The national park site used to be considered much more sacred than it is today. The history of the Great Smoky Mountains National Park began with settlements of Cherokee Indians who were the original pioneers on the land for many years before any other settlers came to the Americas.

In the early 1800s, the Cherokees were forced off of the land, but then had the decision overturned by the Supreme Court. Eventually, the 13,000 Cherokee people were forced to march to Oklahoma against the ruling that the Supreme Court made, which created the now famous Trail of Tears. When this occurred, there were a handful that stayed behind and created their own reservation. In 1889, the Qualla Indian Reservation was chartered. It had about 1,000 inhabitants and spanned 56,000 acres. There are now about 10,000 residents to this area, which is on the southern boundary of the park.

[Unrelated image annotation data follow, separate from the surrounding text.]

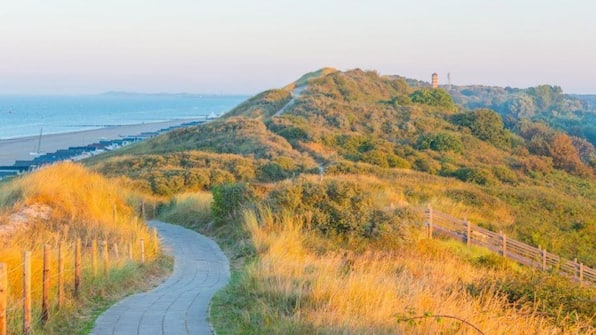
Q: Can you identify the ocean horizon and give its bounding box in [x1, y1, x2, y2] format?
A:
[0, 92, 248, 140]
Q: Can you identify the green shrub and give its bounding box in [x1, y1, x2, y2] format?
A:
[267, 180, 393, 238]
[211, 183, 254, 225]
[416, 132, 464, 152]
[453, 167, 497, 185]
[410, 88, 455, 109]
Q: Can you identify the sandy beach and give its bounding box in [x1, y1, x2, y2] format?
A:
[0, 118, 205, 166]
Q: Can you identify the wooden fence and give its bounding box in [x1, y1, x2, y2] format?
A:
[0, 234, 158, 335]
[426, 206, 596, 285]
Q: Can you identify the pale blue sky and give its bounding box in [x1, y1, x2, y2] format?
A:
[0, 0, 596, 94]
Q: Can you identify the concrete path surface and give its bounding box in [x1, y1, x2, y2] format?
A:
[91, 221, 230, 335]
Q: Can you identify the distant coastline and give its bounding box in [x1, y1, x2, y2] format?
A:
[0, 117, 206, 166]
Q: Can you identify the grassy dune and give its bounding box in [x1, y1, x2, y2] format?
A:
[0, 163, 171, 334]
[208, 209, 595, 335]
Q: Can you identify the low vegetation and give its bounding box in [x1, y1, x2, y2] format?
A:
[82, 70, 596, 334]
[0, 163, 172, 334]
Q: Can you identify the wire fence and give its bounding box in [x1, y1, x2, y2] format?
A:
[0, 229, 159, 335]
[425, 206, 596, 285]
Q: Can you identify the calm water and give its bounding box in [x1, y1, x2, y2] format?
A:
[0, 94, 247, 139]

Settlers that later came in the 18th and 19th centuries coveted the land, which quickly became scarce. After time, logging began in the area, which was an essential part of early life for the American pioneers. There were 15 different towns created within the current park area that were strictly developed for logging in the early 20th century. However, by the 1930s, all the accessible timber had been logged, and created a need to relocate. This left the other mountain people to return to farming or find jobs elsewhere, and the land was turned into a national park shortly thereafter.

In the 1950’s and 1960’s Gatlinburg Tennessee began to become a more popular tourist destination and thus made the popularity of the Smokies climb even higher. People from all over the world come to Gatlinburg Tennessee and the Smoky Mountains to enjoy its unsurpassed beauty. I’m sure you will enjoy spending some time in the park and the surrounding towns of Gatlinburg, Townsend and Pigeon Forge as well.